Judicial races are a little different in the political process, because they are non-partisan and have a capped spending limit of $10,000 for each campaign. The participants also have ethical standards that dictate how much they might say about other candidates who might compete against them.
Instead, with so much time on the bench, the four judges have a litany of programs they have created or guided, as well as accomplishments they have earned, to point toward as to why they believe voters in Allen County should feel comfortable with their remaining on the bench.
Bobay is the supervising judge of the Small Claims Division, while Gull is the presiding judge of the Allen County Drug Court and co-founder with Judge Thomas Felts of Allen Circuit Court of the Veterans Court.
Gull also is a former chief deputy prosecutor for the Allen County Prosecutor's Office's Criminal Division. She has been on the bench since 1997 and has been re-elected twice.
Surbeck, who has been on the bench since 1988 and has been re-elected three times, served for 16 years as deputy public defender and is the presiding judge of the Allen County Re-Entry Court, which attempts to ease individuals back into society after incarceration.
Levine has been on the bench since 1999 and has been re-elected twice. He rose to the rank of captain in the Indiana Air National Guard and is a past president of the Allen County Bar Association.
Most importantly, from the judges' perspective: Each still has a passion to serve and, in the case of the Criminal Division judges, feel they work well as a team with Judge Wendy Davis and others who help to comprise the judicial branch in Allen County.

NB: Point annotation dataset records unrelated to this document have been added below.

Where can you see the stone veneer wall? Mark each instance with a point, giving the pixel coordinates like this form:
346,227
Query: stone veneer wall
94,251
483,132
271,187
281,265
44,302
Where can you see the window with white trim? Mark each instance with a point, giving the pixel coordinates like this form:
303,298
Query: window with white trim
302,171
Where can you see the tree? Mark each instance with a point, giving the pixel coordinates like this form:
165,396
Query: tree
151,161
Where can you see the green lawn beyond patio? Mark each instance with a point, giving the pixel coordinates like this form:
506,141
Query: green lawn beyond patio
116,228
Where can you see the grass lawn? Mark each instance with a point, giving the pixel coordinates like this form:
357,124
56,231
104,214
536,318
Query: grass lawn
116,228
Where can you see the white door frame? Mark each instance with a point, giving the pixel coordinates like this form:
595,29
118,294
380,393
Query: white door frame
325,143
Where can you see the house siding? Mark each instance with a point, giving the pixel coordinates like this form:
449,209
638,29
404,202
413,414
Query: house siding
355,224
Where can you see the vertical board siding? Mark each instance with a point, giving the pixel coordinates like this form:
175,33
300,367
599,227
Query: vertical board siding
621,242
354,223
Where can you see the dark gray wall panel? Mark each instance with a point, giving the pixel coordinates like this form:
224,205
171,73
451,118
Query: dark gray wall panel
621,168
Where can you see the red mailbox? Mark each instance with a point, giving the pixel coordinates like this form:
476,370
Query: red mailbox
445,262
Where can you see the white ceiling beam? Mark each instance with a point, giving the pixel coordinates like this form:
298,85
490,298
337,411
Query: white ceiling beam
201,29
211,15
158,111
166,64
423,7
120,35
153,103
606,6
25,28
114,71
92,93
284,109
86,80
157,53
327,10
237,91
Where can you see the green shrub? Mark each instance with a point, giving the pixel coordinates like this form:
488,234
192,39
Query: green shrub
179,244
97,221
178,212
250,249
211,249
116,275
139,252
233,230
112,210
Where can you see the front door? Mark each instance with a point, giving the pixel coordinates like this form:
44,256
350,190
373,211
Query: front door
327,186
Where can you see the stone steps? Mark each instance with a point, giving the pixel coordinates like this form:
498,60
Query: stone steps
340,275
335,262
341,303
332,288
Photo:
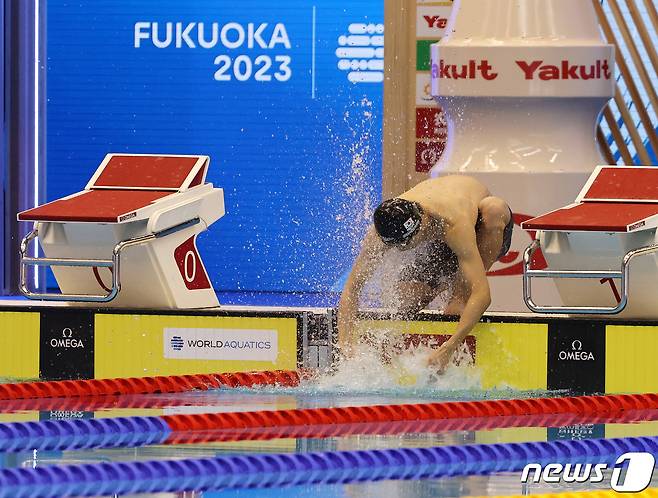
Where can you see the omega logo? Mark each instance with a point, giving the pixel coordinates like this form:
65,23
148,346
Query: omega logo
576,352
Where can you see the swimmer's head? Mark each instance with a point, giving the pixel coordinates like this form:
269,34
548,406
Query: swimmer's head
397,221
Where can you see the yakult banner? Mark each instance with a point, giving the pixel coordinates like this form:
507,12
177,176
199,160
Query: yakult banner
285,97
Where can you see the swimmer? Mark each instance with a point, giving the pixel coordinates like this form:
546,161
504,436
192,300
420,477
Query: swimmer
457,230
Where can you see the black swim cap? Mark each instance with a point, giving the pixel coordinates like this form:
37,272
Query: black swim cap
397,220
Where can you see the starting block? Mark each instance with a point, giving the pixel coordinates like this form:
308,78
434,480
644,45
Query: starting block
590,244
129,238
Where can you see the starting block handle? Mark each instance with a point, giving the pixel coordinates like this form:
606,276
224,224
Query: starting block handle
114,264
622,275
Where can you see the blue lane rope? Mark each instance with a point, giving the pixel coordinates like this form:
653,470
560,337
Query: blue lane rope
280,470
83,434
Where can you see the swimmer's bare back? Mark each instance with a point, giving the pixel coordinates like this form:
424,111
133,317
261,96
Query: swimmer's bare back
449,198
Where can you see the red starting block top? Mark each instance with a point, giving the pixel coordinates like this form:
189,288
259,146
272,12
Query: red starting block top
101,206
123,184
620,184
596,217
614,199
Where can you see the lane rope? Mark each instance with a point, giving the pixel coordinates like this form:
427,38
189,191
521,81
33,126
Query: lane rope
145,385
183,428
281,470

"They've been a really neat team to work with, between Fran and Wendy and our magistrates, and then all of our program people, there's an ever-widening circle of a team," Surbeck said.
The specific programming the judges are heavily involved with also benefit from the continuity of having long-serving judges, as Gull explained.
"I mean, the beauty and the success of problem-solving courts...drafts directly on the shoulders of the judge. So to have the continuous judicial oversight and intervention, I believe, is critical," Gull said.